With roots going back to 1975, the Portland Buddhist Priory was established in 1987 by a handful of lay practitioners who wanted to follow the teaching of Rev. Master Jiyu-Kennett and be a part of the Order Of Buddhist Contemplatives (the OBC). Today, we are continuing the evolving work of practicing Soto Zen Buddhism within this tradition.

In addition to the wide variety of practice opportunities listed on our calendar page, we offer spiritual counseling, naming ceremonies, funerals, weddings, and house blessings as well as funerals, naming ceremonies and ordinations for animals.

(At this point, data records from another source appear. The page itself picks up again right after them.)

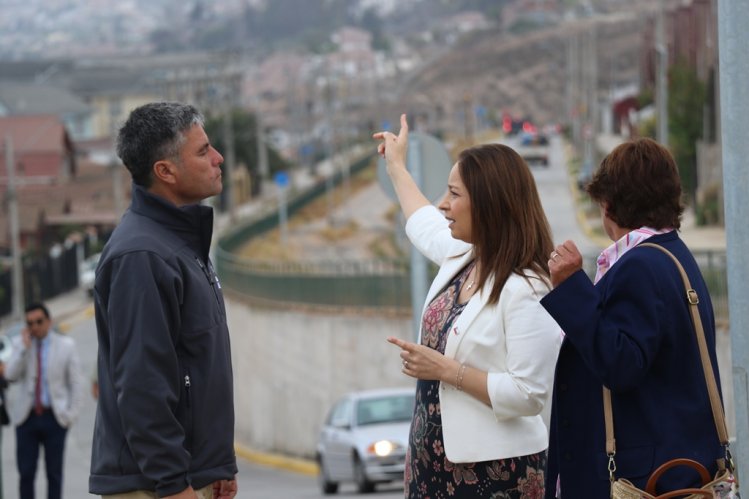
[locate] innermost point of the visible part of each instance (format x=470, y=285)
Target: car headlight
x=382, y=448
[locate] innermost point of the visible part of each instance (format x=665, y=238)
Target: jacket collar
x=475, y=304
x=192, y=223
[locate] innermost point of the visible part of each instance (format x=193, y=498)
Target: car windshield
x=385, y=409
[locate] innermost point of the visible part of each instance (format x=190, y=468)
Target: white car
x=364, y=439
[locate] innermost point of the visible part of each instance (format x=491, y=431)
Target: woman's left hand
x=564, y=261
x=421, y=362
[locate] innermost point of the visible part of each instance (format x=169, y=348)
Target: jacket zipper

Four aspects of the Dharma are particularly important to our practice: sitting meditation, the Buddhist Precepts, the teaching that all beings have a bright, pure Buddha Nature and the practice of compassion.

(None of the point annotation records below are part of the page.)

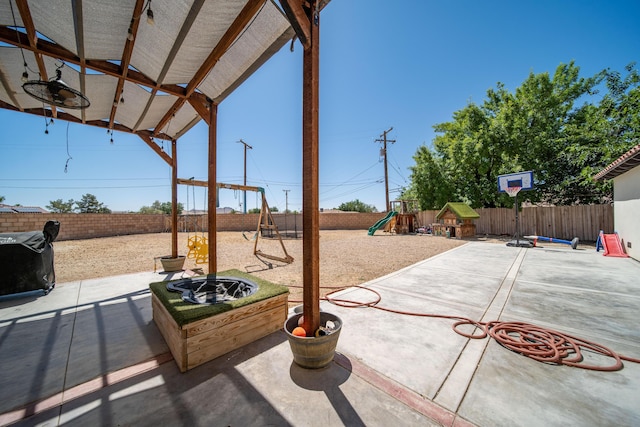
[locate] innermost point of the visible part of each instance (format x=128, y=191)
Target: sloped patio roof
x=155, y=81
x=622, y=164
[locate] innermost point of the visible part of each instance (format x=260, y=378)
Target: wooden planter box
x=200, y=341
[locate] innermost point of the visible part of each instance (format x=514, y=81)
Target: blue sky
x=406, y=64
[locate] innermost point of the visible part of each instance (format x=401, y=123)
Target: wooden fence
x=560, y=222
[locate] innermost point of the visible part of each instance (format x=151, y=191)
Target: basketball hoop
x=512, y=191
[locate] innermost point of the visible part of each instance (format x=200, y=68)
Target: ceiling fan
x=56, y=92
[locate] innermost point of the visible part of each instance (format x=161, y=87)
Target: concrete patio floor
x=89, y=353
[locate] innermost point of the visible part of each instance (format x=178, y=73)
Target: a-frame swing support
x=265, y=220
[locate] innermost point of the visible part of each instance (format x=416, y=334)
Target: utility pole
x=244, y=203
x=286, y=200
x=384, y=140
x=286, y=210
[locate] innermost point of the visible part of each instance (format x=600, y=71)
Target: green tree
x=356, y=206
x=547, y=125
x=90, y=204
x=58, y=206
x=160, y=208
x=429, y=184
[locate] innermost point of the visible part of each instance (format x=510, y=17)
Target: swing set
x=199, y=247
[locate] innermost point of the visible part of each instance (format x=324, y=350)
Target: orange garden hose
x=538, y=343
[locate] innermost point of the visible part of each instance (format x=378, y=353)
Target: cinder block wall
x=84, y=226
x=87, y=226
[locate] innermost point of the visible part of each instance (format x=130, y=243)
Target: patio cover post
x=310, y=173
x=212, y=187
x=174, y=199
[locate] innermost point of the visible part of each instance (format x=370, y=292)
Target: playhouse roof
x=624, y=163
x=460, y=209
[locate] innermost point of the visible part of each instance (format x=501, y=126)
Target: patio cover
x=151, y=80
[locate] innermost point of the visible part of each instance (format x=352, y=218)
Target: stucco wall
x=626, y=210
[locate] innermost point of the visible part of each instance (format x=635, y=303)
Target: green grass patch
x=185, y=312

Sometimes called serene reflection meditation or themeless sitting, zazen is characterized by sitting still with a bright mind, allowing thoughts to come and go and training the mind to not get caught up in what arises in our bodies or minds.

Working with the precepts emphasizes looking at our minds through the lens of these moral guidelines so that we might come to know where we create suffering for ourselves and others and so we can discover how we might alleviate that suffering.

Working on the precepts and practicing meditation work together to help us to uncover our own bright Buddha Nature which becomes obscured by the suffering created out of ignorance.

The practice of compassion is the effort we make to be aware of the difficulty that we and other living beings encounter in this world and the willingness to take steps to alleviate that suffering.

Each of these four foundations mutually benefit and reinforce each other. The beginning root of Buddhism is the compassionate wish to help beings and it is by taking up the meditation and doing the preceptual work that actualize this compassionate wish: the precepts help us to see where we create suffering and the meditation helps us to find the strength and wisdom to change ourselves.